Table 4 shows the statistical regression results of the competing algorithms when different objective functions are used. As demonstrated, the ACO, fminsearch, and Excel optimizers while employing the MNLR technique produce the best fitting results compared to the others. They achieve 0.981 and 4.089 for the R and RMSE metrics consecutively. MNLR enhances the fitness function value by more than 2.14% compared to MLR with the same execution time. In addition, R\(^{2}\) and MSE offer the best accuracy. They may be considered as the most suitable objective functions for ROP prediction. In terms of convergence quality assessment, MNLR Excel’s optimizer gives the best CPU run time with less than 10 s, whereas ACO is the worst since it does not reach the best results before 40 s, followed by Lsqnonlin and Fsolve which give similar results with the same objective functions. Meanwhile, Fminunc tool shows the worst fitting results of 0.898 in terms of R-value.

Summary and conclusions

The multiple regression and metaheuristic techniques have been successfully used to predict the downhole environment and improve the future of drilling operations, particularly as they offer the ability to optimize complex drilling operations, while the number of data used is limited, which leads to a complex and challenging solution search process. In the present work, an investigation for ROP optimization has been done regarding different ROP models (Bingham, Maurer, and B&Y model). Furthermore, regression analysis and ACO techniques with various approaches (MLR, MNLR) and objective functions (MSE, RMSE, MAE, MAPE, R2) have been examined. Two different wells (from onshore and& offshore) with only 30 data points for each well have been utilized.

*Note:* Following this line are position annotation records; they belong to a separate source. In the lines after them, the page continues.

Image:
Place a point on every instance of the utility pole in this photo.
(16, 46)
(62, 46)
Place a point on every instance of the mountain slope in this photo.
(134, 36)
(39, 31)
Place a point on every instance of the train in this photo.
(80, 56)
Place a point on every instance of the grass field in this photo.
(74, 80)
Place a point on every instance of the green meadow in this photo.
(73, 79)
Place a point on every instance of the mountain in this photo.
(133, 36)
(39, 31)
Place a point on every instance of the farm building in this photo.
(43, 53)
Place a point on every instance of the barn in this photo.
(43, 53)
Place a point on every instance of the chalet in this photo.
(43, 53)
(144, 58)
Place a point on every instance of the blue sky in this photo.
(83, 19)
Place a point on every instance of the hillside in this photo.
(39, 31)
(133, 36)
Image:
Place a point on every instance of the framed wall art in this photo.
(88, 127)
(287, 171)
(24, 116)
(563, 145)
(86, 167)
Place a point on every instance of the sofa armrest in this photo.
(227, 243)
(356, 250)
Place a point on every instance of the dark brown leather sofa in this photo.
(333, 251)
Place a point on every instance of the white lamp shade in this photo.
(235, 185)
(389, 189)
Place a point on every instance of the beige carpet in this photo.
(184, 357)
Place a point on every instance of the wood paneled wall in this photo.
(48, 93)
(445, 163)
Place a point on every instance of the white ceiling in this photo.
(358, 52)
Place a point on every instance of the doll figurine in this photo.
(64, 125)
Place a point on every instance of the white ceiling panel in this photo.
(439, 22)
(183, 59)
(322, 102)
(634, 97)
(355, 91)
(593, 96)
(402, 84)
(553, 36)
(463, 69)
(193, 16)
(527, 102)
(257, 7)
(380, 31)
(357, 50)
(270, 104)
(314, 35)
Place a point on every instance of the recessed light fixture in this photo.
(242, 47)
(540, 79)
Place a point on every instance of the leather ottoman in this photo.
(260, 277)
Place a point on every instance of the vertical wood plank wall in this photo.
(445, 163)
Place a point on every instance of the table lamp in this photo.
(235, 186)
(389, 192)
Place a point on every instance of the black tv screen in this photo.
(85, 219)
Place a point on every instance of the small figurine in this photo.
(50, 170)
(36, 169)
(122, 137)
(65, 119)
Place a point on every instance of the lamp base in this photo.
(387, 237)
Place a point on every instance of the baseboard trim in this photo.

The following conclusions can be drawn:

  • ROP modeling: we found that the B&Y model outperforms the published ROP models (Bingham and Maurer) with the highest correlation coefficient and the lowest RMSE (R=0.9522, RMSE=2.85) and (R= 0.9811, RMSE=4.08) for well 1 and 2 respectively.

  • Techniques: Regression and metaheuristic techniques have been tested for ROP prediction using two different approaches, MLR and MNLR. The results reveal that MNLR is the most effective strategy for both techniques. This may be explained by the interaction between the applied drilling parameters and the formation, which leads to a nonlinear pattern.

  • Objective function: After 27 tests of 5 different objective functions (MSE, RMSE, MAE, MAPE, and R\(^{2}\)), it has been found that the best results are obtained by MSE and R\(^{2}\) as objective functions, for both well 1 and 2.

  • Algorithms: Fminsearch, Lsqcurvefit, ACO, and Excel (GRG) algorithms give the most accurate results and high response to ROP prediction.

  • Fminunc algorithm gives a moderate result and high convergence with MLR rather than the MNLR.

  • Lsqnonlin and fsolve algorithms give the same results. However, they are the worst ones compared with other algorithms.

  • Regression (Fminsearch, Lsqcurvefit, and Excel (GRG) algorithms) and ACO algorithms perform the best result in the application of MNLR approach with the use of MSE and R\(^{2}\) as objective functions.

    This study validates the application of B&Y model in both onshore and offshore wells. The findings of this paper could be a strong candidate by providing a new approach deals with data limitation problems. Significantly the method can reduce the non-productive time and develop a fitness function during real-time optimization, yielding the lowest drilling cost in well planning and exploration phases. However, the selected models do not take all the drilling variables under consideration, such as vibration, torque, and formation characteristics; even so, due to the complexity of the problem, currently there is no perfect model that covers all the drilling parameters.